The Elevated Economy: Why Investors And Companies Can’t Ignore ESG

By Richard Steel

Over time, public companies will be forced to take stances on environmental, social and governance issues, pressured by shareholders, public opinion, clients and customers. I believe the same will be true with pension funds and endowments. Just look at the activism around the Harvard endowment and the world’s largest sovereign wealth fund, which manages Norway’s assets and is dropping $13 billion of fossil fuel investments.

Not only companies but also consumers are embracing — even demanding — an elevated economy. Market demand is reshaping behavior at the corporate level, and once that change starts to happen, it is unlikely those changes will ever be reversed. The change is happening fast and responses are strong because ESG and purpose are inherently linked to issues of great importance. Investing for purpose means people are beginning to make economic decisions through macro lenses, rather than micro considerations. The concerns of the new investors and consumers are shaping the demand for elevated companies.
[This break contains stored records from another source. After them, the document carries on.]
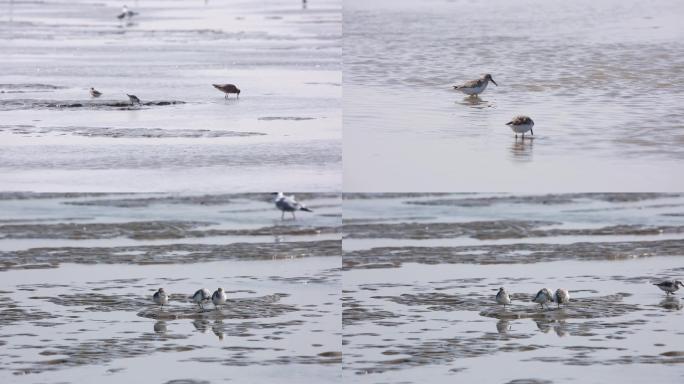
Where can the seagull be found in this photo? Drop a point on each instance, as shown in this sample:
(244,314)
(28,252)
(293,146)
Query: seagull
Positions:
(503,298)
(218,298)
(521,124)
(201,296)
(289,204)
(475,87)
(160,297)
(542,297)
(134,99)
(562,296)
(228,89)
(670,286)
From my perspective, making a pivot to becoming an ESG-minded company is a matter of life and death for every corporation that hopes to participate and succeed under this evolving paradigm. Look at the inflows to ESG funds over the past few years. This is where the smart money is going. After all, 80% of Generation Z and 85% of millennials, the generation on track to become the richest in American history, “feel strongly that companies should help improve the environment,” according to a report by Nielsen.